Dicono che dove sono trovano più occasioni di divertimento, una vita più intensa fatta di cose sempre nuove ed interessanti: i cinema, i teatri, gli stadi, le palestre, le scuole, i servizi al cittadino ... 

 insomma sembra che li tutto funzioni a meraviglia e non  tornerebbero in dietro per nessuna ragione. Ai miei tempi a Mola si viveva di stenti e di sacrifici per permettere un domani migliore ai propri figli e così, adesso, loro possono permetterselo grazie ai nostri sacrifici e ad un ambiente accogliente e stimolante come il nord.” 

Stanco di sentir sentenziare la nonnina,  mi venne spontaneo rivolgermi al signore curdo e chiedergli: “E voi in Turchia ... come ve la cavate?” - “E’ vero che avete problemi di fame e di diritti civili malversati?”
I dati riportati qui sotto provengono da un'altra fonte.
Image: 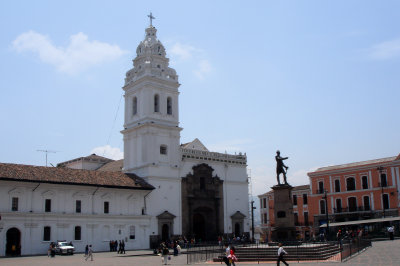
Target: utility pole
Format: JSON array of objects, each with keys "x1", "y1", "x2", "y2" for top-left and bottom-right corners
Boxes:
[
  {"x1": 36, "y1": 150, "x2": 57, "y2": 167},
  {"x1": 324, "y1": 189, "x2": 329, "y2": 240},
  {"x1": 251, "y1": 200, "x2": 256, "y2": 243}
]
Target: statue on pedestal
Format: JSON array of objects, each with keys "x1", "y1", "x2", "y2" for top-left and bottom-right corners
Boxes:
[{"x1": 275, "y1": 151, "x2": 289, "y2": 185}]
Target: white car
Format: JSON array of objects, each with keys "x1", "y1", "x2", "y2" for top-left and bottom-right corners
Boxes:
[{"x1": 56, "y1": 241, "x2": 75, "y2": 255}]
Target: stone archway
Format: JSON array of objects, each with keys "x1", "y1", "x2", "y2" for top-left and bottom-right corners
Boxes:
[
  {"x1": 6, "y1": 227, "x2": 21, "y2": 256},
  {"x1": 181, "y1": 163, "x2": 224, "y2": 241}
]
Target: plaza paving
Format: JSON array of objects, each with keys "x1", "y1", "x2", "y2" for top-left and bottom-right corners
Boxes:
[{"x1": 0, "y1": 240, "x2": 400, "y2": 266}]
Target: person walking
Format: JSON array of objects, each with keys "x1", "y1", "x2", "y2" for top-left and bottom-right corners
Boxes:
[
  {"x1": 85, "y1": 245, "x2": 93, "y2": 261},
  {"x1": 276, "y1": 243, "x2": 289, "y2": 266},
  {"x1": 161, "y1": 243, "x2": 169, "y2": 265}
]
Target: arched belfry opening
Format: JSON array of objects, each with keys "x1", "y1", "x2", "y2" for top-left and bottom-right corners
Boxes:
[
  {"x1": 6, "y1": 227, "x2": 21, "y2": 256},
  {"x1": 182, "y1": 163, "x2": 224, "y2": 241}
]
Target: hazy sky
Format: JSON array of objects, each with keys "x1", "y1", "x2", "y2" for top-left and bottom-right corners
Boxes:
[{"x1": 0, "y1": 0, "x2": 400, "y2": 195}]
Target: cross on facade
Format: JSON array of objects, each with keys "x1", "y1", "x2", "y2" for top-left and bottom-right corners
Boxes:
[{"x1": 147, "y1": 12, "x2": 155, "y2": 27}]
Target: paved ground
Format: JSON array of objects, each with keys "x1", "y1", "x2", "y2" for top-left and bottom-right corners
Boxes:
[{"x1": 0, "y1": 240, "x2": 400, "y2": 266}]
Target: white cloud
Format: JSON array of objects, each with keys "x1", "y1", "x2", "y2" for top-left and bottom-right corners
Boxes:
[
  {"x1": 169, "y1": 42, "x2": 200, "y2": 61},
  {"x1": 12, "y1": 31, "x2": 127, "y2": 74},
  {"x1": 168, "y1": 42, "x2": 213, "y2": 80},
  {"x1": 90, "y1": 145, "x2": 124, "y2": 160},
  {"x1": 193, "y1": 59, "x2": 212, "y2": 80},
  {"x1": 369, "y1": 39, "x2": 400, "y2": 60}
]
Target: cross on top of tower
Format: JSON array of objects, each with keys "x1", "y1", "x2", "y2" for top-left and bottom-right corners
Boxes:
[{"x1": 147, "y1": 12, "x2": 156, "y2": 27}]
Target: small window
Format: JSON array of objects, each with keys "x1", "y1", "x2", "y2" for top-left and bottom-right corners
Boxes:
[
  {"x1": 43, "y1": 226, "x2": 51, "y2": 241},
  {"x1": 129, "y1": 225, "x2": 135, "y2": 239},
  {"x1": 44, "y1": 199, "x2": 51, "y2": 212},
  {"x1": 346, "y1": 177, "x2": 356, "y2": 191},
  {"x1": 335, "y1": 179, "x2": 340, "y2": 192},
  {"x1": 303, "y1": 194, "x2": 308, "y2": 205},
  {"x1": 75, "y1": 226, "x2": 81, "y2": 240},
  {"x1": 304, "y1": 212, "x2": 309, "y2": 225},
  {"x1": 319, "y1": 200, "x2": 326, "y2": 214},
  {"x1": 200, "y1": 176, "x2": 206, "y2": 190},
  {"x1": 276, "y1": 211, "x2": 286, "y2": 218},
  {"x1": 160, "y1": 145, "x2": 167, "y2": 155},
  {"x1": 336, "y1": 199, "x2": 342, "y2": 213},
  {"x1": 318, "y1": 181, "x2": 325, "y2": 194},
  {"x1": 293, "y1": 195, "x2": 297, "y2": 206},
  {"x1": 132, "y1": 97, "x2": 137, "y2": 115},
  {"x1": 293, "y1": 212, "x2": 299, "y2": 225},
  {"x1": 11, "y1": 197, "x2": 18, "y2": 212},
  {"x1": 382, "y1": 194, "x2": 390, "y2": 210},
  {"x1": 104, "y1": 201, "x2": 110, "y2": 213},
  {"x1": 167, "y1": 97, "x2": 172, "y2": 115},
  {"x1": 75, "y1": 200, "x2": 82, "y2": 213},
  {"x1": 154, "y1": 94, "x2": 160, "y2": 113},
  {"x1": 381, "y1": 173, "x2": 387, "y2": 187},
  {"x1": 361, "y1": 175, "x2": 368, "y2": 189},
  {"x1": 363, "y1": 196, "x2": 371, "y2": 211}
]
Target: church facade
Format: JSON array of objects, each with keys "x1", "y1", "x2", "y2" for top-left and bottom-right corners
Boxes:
[{"x1": 0, "y1": 21, "x2": 250, "y2": 256}]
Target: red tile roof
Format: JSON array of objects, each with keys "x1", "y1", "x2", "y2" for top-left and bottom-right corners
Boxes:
[{"x1": 0, "y1": 163, "x2": 154, "y2": 190}]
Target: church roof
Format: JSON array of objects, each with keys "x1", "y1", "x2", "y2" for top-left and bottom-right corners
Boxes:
[
  {"x1": 57, "y1": 153, "x2": 113, "y2": 167},
  {"x1": 96, "y1": 159, "x2": 124, "y2": 172},
  {"x1": 309, "y1": 154, "x2": 400, "y2": 174},
  {"x1": 181, "y1": 138, "x2": 208, "y2": 151},
  {"x1": 0, "y1": 163, "x2": 154, "y2": 190}
]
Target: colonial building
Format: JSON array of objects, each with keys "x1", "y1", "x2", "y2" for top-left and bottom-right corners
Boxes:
[
  {"x1": 258, "y1": 155, "x2": 400, "y2": 242},
  {"x1": 308, "y1": 155, "x2": 400, "y2": 228},
  {"x1": 0, "y1": 19, "x2": 249, "y2": 255}
]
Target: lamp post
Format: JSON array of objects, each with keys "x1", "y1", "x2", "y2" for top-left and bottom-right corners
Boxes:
[
  {"x1": 376, "y1": 166, "x2": 386, "y2": 218},
  {"x1": 251, "y1": 200, "x2": 256, "y2": 242},
  {"x1": 324, "y1": 189, "x2": 329, "y2": 240}
]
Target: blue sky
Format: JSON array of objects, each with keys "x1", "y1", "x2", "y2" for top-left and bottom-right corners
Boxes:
[{"x1": 0, "y1": 1, "x2": 400, "y2": 194}]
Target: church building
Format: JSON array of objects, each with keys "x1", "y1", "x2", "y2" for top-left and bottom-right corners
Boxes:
[{"x1": 0, "y1": 19, "x2": 249, "y2": 256}]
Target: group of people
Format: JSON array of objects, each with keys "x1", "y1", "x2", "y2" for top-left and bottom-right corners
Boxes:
[
  {"x1": 110, "y1": 240, "x2": 125, "y2": 254},
  {"x1": 157, "y1": 241, "x2": 181, "y2": 265},
  {"x1": 84, "y1": 245, "x2": 93, "y2": 261}
]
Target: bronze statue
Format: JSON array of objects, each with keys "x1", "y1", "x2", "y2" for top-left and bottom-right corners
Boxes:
[{"x1": 275, "y1": 151, "x2": 289, "y2": 185}]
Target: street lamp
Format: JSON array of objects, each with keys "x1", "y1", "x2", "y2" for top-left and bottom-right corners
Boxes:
[
  {"x1": 376, "y1": 166, "x2": 386, "y2": 218},
  {"x1": 251, "y1": 200, "x2": 256, "y2": 242},
  {"x1": 324, "y1": 189, "x2": 329, "y2": 240}
]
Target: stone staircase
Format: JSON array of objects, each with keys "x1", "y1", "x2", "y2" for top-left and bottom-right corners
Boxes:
[{"x1": 213, "y1": 243, "x2": 340, "y2": 262}]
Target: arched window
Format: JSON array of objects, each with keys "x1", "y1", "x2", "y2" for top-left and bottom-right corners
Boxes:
[
  {"x1": 363, "y1": 196, "x2": 371, "y2": 211},
  {"x1": 167, "y1": 97, "x2": 172, "y2": 115},
  {"x1": 132, "y1": 97, "x2": 137, "y2": 115},
  {"x1": 346, "y1": 177, "x2": 356, "y2": 191},
  {"x1": 335, "y1": 179, "x2": 340, "y2": 192},
  {"x1": 361, "y1": 175, "x2": 368, "y2": 189},
  {"x1": 154, "y1": 94, "x2": 160, "y2": 113},
  {"x1": 129, "y1": 225, "x2": 135, "y2": 239},
  {"x1": 319, "y1": 200, "x2": 326, "y2": 214},
  {"x1": 382, "y1": 194, "x2": 390, "y2": 210},
  {"x1": 74, "y1": 226, "x2": 81, "y2": 240},
  {"x1": 347, "y1": 197, "x2": 357, "y2": 212},
  {"x1": 336, "y1": 199, "x2": 342, "y2": 213}
]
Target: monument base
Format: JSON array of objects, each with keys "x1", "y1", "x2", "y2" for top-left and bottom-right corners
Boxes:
[{"x1": 271, "y1": 184, "x2": 296, "y2": 242}]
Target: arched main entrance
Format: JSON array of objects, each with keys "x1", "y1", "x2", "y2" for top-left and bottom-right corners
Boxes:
[
  {"x1": 6, "y1": 227, "x2": 21, "y2": 256},
  {"x1": 161, "y1": 224, "x2": 169, "y2": 241},
  {"x1": 193, "y1": 213, "x2": 206, "y2": 241}
]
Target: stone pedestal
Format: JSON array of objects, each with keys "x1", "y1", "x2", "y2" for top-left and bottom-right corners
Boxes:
[{"x1": 272, "y1": 185, "x2": 296, "y2": 242}]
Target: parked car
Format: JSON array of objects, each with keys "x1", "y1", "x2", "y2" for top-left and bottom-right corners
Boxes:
[{"x1": 56, "y1": 241, "x2": 75, "y2": 255}]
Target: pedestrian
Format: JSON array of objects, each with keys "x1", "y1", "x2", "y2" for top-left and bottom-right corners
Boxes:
[
  {"x1": 85, "y1": 245, "x2": 93, "y2": 261},
  {"x1": 388, "y1": 225, "x2": 394, "y2": 240},
  {"x1": 276, "y1": 243, "x2": 289, "y2": 266},
  {"x1": 228, "y1": 246, "x2": 237, "y2": 266},
  {"x1": 121, "y1": 240, "x2": 125, "y2": 254},
  {"x1": 161, "y1": 243, "x2": 170, "y2": 265}
]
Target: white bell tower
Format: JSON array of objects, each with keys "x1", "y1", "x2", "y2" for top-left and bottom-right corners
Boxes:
[{"x1": 121, "y1": 20, "x2": 182, "y2": 179}]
“Ma, intanto devi sapere che noi siamo di origine curda. Dico questo perchè noi curdi aspiriamo a diventare una nazione sovrana in quanto costituiamo una etnia autonoma insieme ai fratelli curdi dell’Iraq. Infatti la nostra gente fu divisa in due gruppi ed i nostri territori spartiti tra Turchia ed Iraq in modo che noi curdi perdessimo la nostra identità di popolo autonomo. Da allora le cose per noi sono andate sempre peggio: è vero abbiamo problemi di nutrizione (specie dei bambini) le strutture sono fatiscenti, lo stato è inesistente e tende a relegarci ai margini della società, l’economia è a dir poco sottosviluppata e a livelli di quarto mondo ... e per fine, per noi giovani, l’unica alternativa valida sembra essere l’emigrazione. Quasi come fate voi in Italia che dal sud andate al nord! In fondo siete mossi anche voi dalle nostre stesse motivazioni: volete migliorare le vostre condizioni di vita! E umano e del tutto normale! Chi vorrebbe dare al proprio figlio un sasso se questi gli chiede del pane?"